A couple of decades ago, a petty communist bureaucrat managed to carve himself a hefty helping of the Russian oil industry. People who say he stole it are instantly reminded that any great fortune has a similarly disputed origin, “and see how noble it came out in the end for the Rockefellers”.

Many years later, or, to be more specific, yesterday, a long-awaited Chagall exhibition in Sweden was cancelled a week before its scheduled opening.

chagall

You may wonder how Chagall’s getting the finger and the young communist’s turning oligarch are related. What’s the connection?

The bureaucrat, you see, was none other than Khodorkovsky, who, after a brief confrontation with another ex-communist, then (and now) the President of Russia, lost his assets, his freedom, and ultimately became a man of the world with liberal views and a villa in Switzerland.

It’s the doubly stolen oil assets that are the problem now. While anyone can have their own opinion about the original theft two decades ago without so much as a thread of evidence, the late confiscation is there for everyone to see as a bank robber’s face after a dye pack explosion.

dyepack

So, international courts say Russia owes Khodorkovsy’s partners some USD 50bn, and if the money’s not paid, Russian assets will be arrested.

And this is why Chagall can’t travel anymore. Obviously, the State Russian Museum that was planning to loan the paintings fears they may not come back.

shagall
This is Chagall’s Promenade of 1918, but in its modified form it explains the connection.

Now, my question is, why has no one thought to exclude art from court decisions on state asset seizure? Yeah, I know, lawyers don’t care about anything except their share of the winnings, but still. Should state-owned art be hostage to claims made against the respective state and lead to cultural cut-offs?

11 comments

  1. Since visual arts exist in the shape of tangible objects, they inevitably become assets. Excluding art from the category of assets by a convention is a great idea, but the “asset crowd” would never let go – there are already huge $$$ locked in it. Art trade would stop to exist as an industry etc. (wouldn’t that be great btw?)
    In the same train of thought I wonder if financiers have ever thought of arresting songs or plays … Here’s an opportunity ;)!

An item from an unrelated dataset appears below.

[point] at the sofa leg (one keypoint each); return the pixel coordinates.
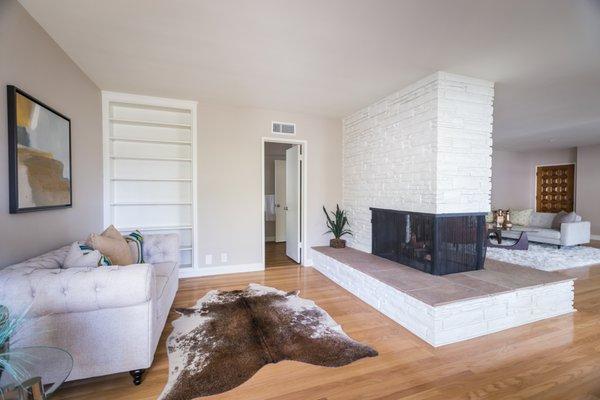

  2. Just what I was thinking before I got to the sentence below the ‘Come down..’ montage – very nice too.

    Yes, why not exclude them on the basis that art, like sport, is a bridge – and to endanger its transmission would do more harm than good. Well, maybe.

    1. Hi David, perhaps, the problem with art being like sport is that if sportsmen and sportswomen could be bought and sold, they’d also be a part “of the deal”. Legal profession has no shame, on average )

  3. I agree with Sandra, that great art should never be kept from the public eye especially if it is state owned. As for the legality of the situation – you would need the wisdom of Solomon for the answer.